Over the last year, Mission in Motion has highlighted some of the ways that SCS has integrated mission into its efforts to cultivate an inclusive, anti-racist community striving to realize Georgetown’s value of Community in Diversity. Among other activities, SCS formed the Diversity, Equity, Belonging & Inclusion Council (DEBIC), a staff and faculty committee dedicated to supporting the integration of diversity and inclusion values into all aspects of the academic setting, and launched a series of community listening circles for students, staff, faculty, and alumni to share their honest experiences of racism in the university community. The work of racial justice at SCS continues as it does throughout Georgetown, demonstrated by a variety of ways that the university is exploring the systemic racism that continues to impact the lives of people of color.
This week, racial justice efforts at Georgetown and across the national network of Jesuit colleges and universities received a welcome resource to sustain this movement for greater racial equity. The Association of Jesuit Colleges and University (AJCU) launched an “Anti-Racism Examen” to help ground racial justice initiatives in the Jesuit spirituality that animates our schools. Thanks to a significant collaboration by many faculty and staff leaders across the U.S., the AJCU “Anti-Racism Examen” is a comprehensive set of resources intended to guide our Jesuit higher education institutions as we face the debilitating sin of racism and make good on our mission commitments. The intention of these resources is to link the personal to the institutional, fostering deepened reflection and action about how our AJCU institutions need to grow in order to realize an anti-racist future.

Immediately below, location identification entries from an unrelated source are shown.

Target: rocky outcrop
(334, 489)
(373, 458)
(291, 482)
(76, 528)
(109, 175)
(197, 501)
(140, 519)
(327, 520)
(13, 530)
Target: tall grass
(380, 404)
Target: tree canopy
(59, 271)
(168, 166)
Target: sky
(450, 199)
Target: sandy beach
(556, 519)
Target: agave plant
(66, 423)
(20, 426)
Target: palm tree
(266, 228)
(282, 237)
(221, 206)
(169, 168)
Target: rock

The “Anti-Racism Examen” consists of three components:
- Composition of Place Video: This 15-minute video adapts the guidance of St. Ignatius, founder of the Jesuits and author of the Spiritual Exercises, who invites the retreatant to imaginatively consider all of the aspects of one’s context and situation before entering into meditation or prayer. Similarly, this video invites viewers to look “both around and inside for landmarks. What is the racial reality right now on our campus and in ourselves?” Evoking significant feelings about the realities of racism, this video helps viewers to engage with the gritty reality of racism and serves as preparation for the dialogue and reflection of the Examen to follow.

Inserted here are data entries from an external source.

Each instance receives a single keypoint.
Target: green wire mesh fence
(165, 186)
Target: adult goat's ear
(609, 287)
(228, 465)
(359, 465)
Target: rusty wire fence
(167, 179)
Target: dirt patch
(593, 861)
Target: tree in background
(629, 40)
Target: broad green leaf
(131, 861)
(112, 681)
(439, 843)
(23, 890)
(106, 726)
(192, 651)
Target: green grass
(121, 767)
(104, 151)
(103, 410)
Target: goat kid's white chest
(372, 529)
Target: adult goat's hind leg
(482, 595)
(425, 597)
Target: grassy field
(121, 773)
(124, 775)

- Guided Examen: The Examen is a practice of interior reflection that helps the individual, and in this case the institution, more deeply align one’s motivations and actions to God’s invitation to build a more just and generous world (for a previous Mission in Motion reflection on the Examen, see here). The Examen, which has been inclusively adapted to a diverse range of audiences, invites us to get in touch in a very particular way with our inner motivations and movements. The AJCU “Anti-Racism Examen” (a guide for leaders is here) is meant to stir reflection and discernment about grounded and specific ways to dig into our experiences of racism by actively listening to one another and then holding ourselves accountable to the moral imperative of anti-racism.
- Resources for Ongoing Discussion and Discernment: The hope is that the “Anti-Racism Examen” becomes an ongoing and continuous practice for units at the university and that it shapes concrete actions. To support action planning, the AJCU has created both a racial justice resource page and ideas for an anti-racist future.
I hope you spend some time reviewing this valuable AJCU resource and considering the ways that Ignatian spiritual practices can support the ongoing work of racial justice. More to come on how the “Anti-Racism Examen” can be more fully utilized in our SCS learning and working spaces.